Katy Barnard/ Mustang News

Faculty, staff and students filled Chumash Auditorium on Tuesday, when California State University Chancellor Timothy White held an open forum. Some attendees wore red shirts to support the California Faculty Association, while others donned duct tape and signs to show solidarity with ethnic studies, women’s and gender studies and more. Here’s what you missed.

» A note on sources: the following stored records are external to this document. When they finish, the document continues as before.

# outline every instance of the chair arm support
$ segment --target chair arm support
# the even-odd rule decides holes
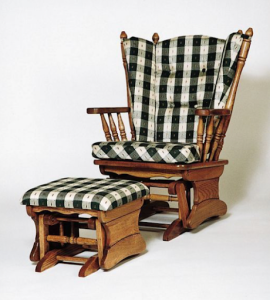
[[[130,107],[90,107],[87,108],[88,114],[113,114],[130,112]]]
[[[208,117],[208,116],[228,116],[231,114],[230,109],[210,109],[210,108],[197,108],[195,110],[195,115],[200,117]]]

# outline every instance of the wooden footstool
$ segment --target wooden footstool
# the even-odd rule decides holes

Ethnic studies sophomore Jabemarvis Sanchez Williams

“In regards to the open forum, I felt like Chancellor White did a lot of redirecting. I was asking him a question about budgeting and funding for the Ethnic Studies Department, and he kind of just redirected me to another source, our president. And I felt as if, in certain circumstances, the Chancellor has more power in delegating funding than our president, and there’s a reason why I went to the CSU Chancellor for these questions besides our president because I haven’t been receiving a lot of success when contacting President Armstrong.”

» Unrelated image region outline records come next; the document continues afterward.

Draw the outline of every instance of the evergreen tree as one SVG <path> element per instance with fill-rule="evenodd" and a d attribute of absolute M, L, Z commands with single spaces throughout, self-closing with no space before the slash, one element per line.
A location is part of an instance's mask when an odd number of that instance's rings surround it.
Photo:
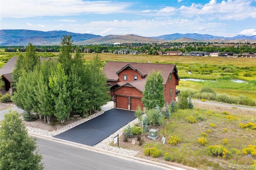
<path fill-rule="evenodd" d="M 164 78 L 160 71 L 157 73 L 153 70 L 152 74 L 148 75 L 145 89 L 142 93 L 144 97 L 141 99 L 146 108 L 154 108 L 157 104 L 162 108 L 164 105 L 163 82 Z"/>
<path fill-rule="evenodd" d="M 171 112 L 170 111 L 169 108 L 169 104 L 168 103 L 166 103 L 166 106 L 165 106 L 165 117 L 167 118 L 170 118 L 171 116 Z"/>
<path fill-rule="evenodd" d="M 188 108 L 190 109 L 192 109 L 194 108 L 194 105 L 192 102 L 192 99 L 191 98 L 191 96 L 190 96 L 188 97 Z"/>
<path fill-rule="evenodd" d="M 149 128 L 148 127 L 148 119 L 146 116 L 143 117 L 143 123 L 142 126 L 143 126 L 143 131 L 145 132 L 148 131 Z"/>
<path fill-rule="evenodd" d="M 49 78 L 49 86 L 52 90 L 52 97 L 55 103 L 54 115 L 61 121 L 62 124 L 69 118 L 71 110 L 70 92 L 68 91 L 69 85 L 68 76 L 58 63 L 57 70 L 52 72 Z"/>
<path fill-rule="evenodd" d="M 17 60 L 15 68 L 12 72 L 13 85 L 15 87 L 22 76 L 22 70 L 25 72 L 33 72 L 35 67 L 40 64 L 40 59 L 36 53 L 36 48 L 30 42 L 26 48 L 26 51 L 24 56 L 20 55 Z"/>
<path fill-rule="evenodd" d="M 171 112 L 174 113 L 176 112 L 176 108 L 174 100 L 172 100 L 172 102 L 171 102 Z"/>
<path fill-rule="evenodd" d="M 0 126 L 0 169 L 43 170 L 36 139 L 28 137 L 18 112 L 10 110 L 4 117 Z"/>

Political science sophomore Matt Klepfer

“I thought the protest went really well. Certainly, the answers he provided us were not helpful in any way, but that really wasn’t the point. The point was to raise awareness to these issues facing queer studies, ethnic studies and women and gender studies. And I think we were very successful in doing that.”

History senior Sam Holzer

“I think today’s demonstration — today’s protest — and the three questions that Jabe, Matt and I got to ask was successful. I was most disappointed in Chancellor White’s deflection of the questions and of his kind of non-acknowledgement of a lot of the issues that face marginalized students on this campus. I appreciate him taking ally training, but I’d actually like to see significant policy changes at the California State level and across the CSU system. And he really addressed and talked about none of those, which was unfortunate. So I was most disappointed in his answers, but I thought that our actual demonstration and our questions were successful in actually raising those issues.”

Psychology sophomore Sena Agbemadon

“The reason I came out today was I think it’s important that Cal Poly has more diversity and representation in their courses and what they have to offer, and I really just came to support the larger cause.”

Child development sophomore Colleen Mayone 

“I’m here to support Mick and Matt and their attempt to change the way that we have ethnic studies, queer studies and women and gender studies curriculum in our school.”

Political science sophomore Mick Bruckner

“We want to make changes in curricular offerings at the CSU level to include women and gender studies, ethnic studies and queer studies in the CSU curriculum.”

Architecture freshman Caroline Ambrose

“I’m really excited. I haven’t been a part of something like this at Cal Poly before, and I think we have a group of people who are really dedicated to the cause. So, I’m excited to see how far we can go with this.”